Aussitôt, Starken appuya sur une commande : un bruit semblable à une lourde trompette résonna à travers le ciel de Paumos. Le signal était lancé, tous les vaisseaux quittèrent leur poste pour s'avancer d'une démarche lente vers la capitale de Xandora. Kandall se dirigea alors vers une salle annexe où se trouvait une femme ligotée à une chaise qui malgré les coups et la fatigue n'avait rien perdu de sa beauté.
-Scrute bien ce qui se passera, ce sera une date clé dans l'histoire. Tu verras à quel point tu n'as pu réaliser ce que tu souhaitais. Sans ta traîtrise on aurait pu régner ensemble. Quel gâchis, dit-il d'une pointe de dégoût non sans amertume à cet autre avenir.

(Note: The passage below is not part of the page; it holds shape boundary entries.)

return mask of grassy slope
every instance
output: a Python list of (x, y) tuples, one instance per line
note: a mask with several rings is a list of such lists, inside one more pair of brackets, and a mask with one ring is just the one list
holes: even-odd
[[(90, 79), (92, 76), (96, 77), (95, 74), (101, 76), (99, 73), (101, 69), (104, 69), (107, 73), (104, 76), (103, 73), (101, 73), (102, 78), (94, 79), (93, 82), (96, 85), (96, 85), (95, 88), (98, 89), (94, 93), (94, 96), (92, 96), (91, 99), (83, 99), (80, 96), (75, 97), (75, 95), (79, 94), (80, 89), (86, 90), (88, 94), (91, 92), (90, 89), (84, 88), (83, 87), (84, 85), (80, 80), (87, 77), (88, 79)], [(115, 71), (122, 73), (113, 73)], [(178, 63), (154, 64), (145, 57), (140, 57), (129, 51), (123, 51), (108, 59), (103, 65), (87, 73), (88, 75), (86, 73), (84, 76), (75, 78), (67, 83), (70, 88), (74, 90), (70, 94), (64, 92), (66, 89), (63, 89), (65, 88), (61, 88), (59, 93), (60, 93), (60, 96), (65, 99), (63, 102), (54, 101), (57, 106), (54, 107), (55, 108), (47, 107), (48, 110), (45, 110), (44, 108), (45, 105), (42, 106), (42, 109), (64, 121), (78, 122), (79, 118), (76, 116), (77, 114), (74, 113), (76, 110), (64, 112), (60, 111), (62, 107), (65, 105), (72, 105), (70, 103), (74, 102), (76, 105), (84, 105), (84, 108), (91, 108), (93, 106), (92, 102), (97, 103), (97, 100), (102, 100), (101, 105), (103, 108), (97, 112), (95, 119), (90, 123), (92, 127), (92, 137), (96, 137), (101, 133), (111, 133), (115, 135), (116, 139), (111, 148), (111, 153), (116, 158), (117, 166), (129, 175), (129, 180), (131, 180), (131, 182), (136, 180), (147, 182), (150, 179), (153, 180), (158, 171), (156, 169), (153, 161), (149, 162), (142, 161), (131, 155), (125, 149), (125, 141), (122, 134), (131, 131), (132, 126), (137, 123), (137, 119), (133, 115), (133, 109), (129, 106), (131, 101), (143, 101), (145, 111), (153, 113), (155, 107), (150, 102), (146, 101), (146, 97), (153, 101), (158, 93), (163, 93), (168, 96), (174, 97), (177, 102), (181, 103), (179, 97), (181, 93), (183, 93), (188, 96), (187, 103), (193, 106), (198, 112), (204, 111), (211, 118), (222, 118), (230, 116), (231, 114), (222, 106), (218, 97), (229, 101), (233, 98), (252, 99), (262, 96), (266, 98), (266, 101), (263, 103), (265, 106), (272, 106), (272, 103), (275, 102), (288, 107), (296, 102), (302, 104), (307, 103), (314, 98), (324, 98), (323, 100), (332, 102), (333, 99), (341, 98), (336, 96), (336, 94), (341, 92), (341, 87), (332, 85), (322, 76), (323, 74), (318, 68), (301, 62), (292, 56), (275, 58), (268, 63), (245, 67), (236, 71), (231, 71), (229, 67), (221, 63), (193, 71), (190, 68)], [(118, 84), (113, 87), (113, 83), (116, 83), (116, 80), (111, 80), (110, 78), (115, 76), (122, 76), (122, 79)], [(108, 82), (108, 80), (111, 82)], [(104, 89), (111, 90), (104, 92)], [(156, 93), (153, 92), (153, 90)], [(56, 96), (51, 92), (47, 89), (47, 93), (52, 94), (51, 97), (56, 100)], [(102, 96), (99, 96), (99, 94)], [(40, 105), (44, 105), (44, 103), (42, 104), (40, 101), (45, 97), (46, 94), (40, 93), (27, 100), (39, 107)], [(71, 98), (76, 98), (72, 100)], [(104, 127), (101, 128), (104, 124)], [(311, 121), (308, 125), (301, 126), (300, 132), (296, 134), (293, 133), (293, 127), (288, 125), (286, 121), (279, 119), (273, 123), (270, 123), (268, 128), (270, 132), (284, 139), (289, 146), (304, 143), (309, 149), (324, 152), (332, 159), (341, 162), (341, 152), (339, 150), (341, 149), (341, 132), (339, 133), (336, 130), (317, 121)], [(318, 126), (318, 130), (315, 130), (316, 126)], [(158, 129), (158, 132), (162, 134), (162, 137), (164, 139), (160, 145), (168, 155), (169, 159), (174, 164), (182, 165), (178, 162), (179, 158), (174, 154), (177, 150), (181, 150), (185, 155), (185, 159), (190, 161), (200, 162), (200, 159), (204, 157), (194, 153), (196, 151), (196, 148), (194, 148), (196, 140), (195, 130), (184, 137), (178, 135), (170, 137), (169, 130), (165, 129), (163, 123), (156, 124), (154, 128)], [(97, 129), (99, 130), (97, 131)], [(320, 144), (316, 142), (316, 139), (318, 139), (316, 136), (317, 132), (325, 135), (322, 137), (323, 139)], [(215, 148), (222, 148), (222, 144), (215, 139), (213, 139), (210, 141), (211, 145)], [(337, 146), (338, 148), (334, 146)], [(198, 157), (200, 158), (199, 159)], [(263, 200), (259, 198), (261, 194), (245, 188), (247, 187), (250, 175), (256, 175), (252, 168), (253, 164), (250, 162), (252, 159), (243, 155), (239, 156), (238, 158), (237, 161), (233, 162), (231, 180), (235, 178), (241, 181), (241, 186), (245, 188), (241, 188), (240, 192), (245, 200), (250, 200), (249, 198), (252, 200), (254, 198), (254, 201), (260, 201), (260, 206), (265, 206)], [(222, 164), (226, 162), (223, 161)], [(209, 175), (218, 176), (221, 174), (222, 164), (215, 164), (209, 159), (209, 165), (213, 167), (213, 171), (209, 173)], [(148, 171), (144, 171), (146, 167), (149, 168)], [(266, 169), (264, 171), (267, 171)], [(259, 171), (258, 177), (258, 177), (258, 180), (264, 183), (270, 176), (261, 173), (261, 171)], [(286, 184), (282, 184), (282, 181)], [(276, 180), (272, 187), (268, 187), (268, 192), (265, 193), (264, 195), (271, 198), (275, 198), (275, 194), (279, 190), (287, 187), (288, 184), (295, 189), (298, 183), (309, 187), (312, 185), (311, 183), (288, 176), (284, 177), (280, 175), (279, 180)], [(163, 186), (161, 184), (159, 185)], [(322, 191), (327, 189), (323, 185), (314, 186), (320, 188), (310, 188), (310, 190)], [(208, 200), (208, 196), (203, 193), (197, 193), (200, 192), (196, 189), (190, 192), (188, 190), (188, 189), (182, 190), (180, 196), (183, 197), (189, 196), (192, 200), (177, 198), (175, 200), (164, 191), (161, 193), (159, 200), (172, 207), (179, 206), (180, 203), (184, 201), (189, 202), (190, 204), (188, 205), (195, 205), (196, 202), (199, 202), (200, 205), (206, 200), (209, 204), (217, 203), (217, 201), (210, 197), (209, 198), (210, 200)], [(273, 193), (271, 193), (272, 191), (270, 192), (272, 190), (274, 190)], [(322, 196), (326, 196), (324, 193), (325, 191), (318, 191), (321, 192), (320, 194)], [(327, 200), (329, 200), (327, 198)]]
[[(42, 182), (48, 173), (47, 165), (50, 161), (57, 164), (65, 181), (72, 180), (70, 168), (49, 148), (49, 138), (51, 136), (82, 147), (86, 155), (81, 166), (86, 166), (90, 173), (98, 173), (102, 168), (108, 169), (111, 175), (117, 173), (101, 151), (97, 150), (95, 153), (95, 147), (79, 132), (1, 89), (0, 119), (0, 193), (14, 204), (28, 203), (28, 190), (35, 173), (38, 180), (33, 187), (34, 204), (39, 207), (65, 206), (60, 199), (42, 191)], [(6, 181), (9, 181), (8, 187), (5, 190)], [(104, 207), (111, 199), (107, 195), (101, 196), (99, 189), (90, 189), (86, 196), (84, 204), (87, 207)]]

-L'histoire ne retient que les vainqueurs, dit-elle à voix basse comme seul commentaire.
-Comment ?
-C'est ce que mon père aimait à dire, si l'on s'en fit à cela, on ne retiendra pas le nom de Follet dans les générations futures.
-Oh si Alaigne. Les gens sauront toutes les ignominies que vous avez fait. Ils s'en souviendront pour ne pas répéter les mêmes erreurs. Ton père a perpétué un génocide sur Atlantiss, il a commit des massacres sur Darkatras. L'histoire le retiendra comme un monstre, sois en sûr j'y veillerais. C'est lui qui a déclenché cette guerre. La mort de mon père n'était qu'un prétexte, rajouta-t-il comme pour lui-même.
-Es-tu si réellement triste ? Le questionna-t-elle en tendant la tête vers lui.
-Comment ose-tu ?
-C'est par sa mort que tu t'installeras peut-être sur le trône de Xandora. C'est par sa mort que tu règneras peut-être pour installer ta politique écologique. N'est-ce pas ce qu'aurait souhaité le défunt Aldresdan ?
-Je t'interdis de prononcer son nom !
-Tu penses sincèrement que tu bâtiras un avenir meilleur ? Regarde autour de toi, ces Rois que tu as toi-même couronné, tu penses révolutionner les choses mais tu reproduis à l'identique le schéma qu'ont tracé ceux qui ont régné avant toi !
Kandall leva aussitôt le poing et s'apprêta à la frapper mais il s'arrêta juste avant, constatant le sourire malicieux sur celle qui l'avait trompé.
-Non, dit-il en rabaissant son poing, je ne suis pas un roi ni un empereur, ce sera à la population d'en décider. Mon rôle consiste à leur en donner les clefs.
-J'ai hâte de contempler ce spectacle de mes yeux, s'écria-t-elle en le voyant faire demi-tour pour quitter la pièce. Une nouvelle ère commencera ! Le temps se comptera depuis ta glorieuse victoire ! Puis elle partit d'un rire.
En arrivant dans la salle de contrôle, il remarqua tout de suite les visages inquiets.
-Que se passe-t-il ? Demanda-t-il, oubliant aussitôt les tracas que lui avait causé Alaigne Follet.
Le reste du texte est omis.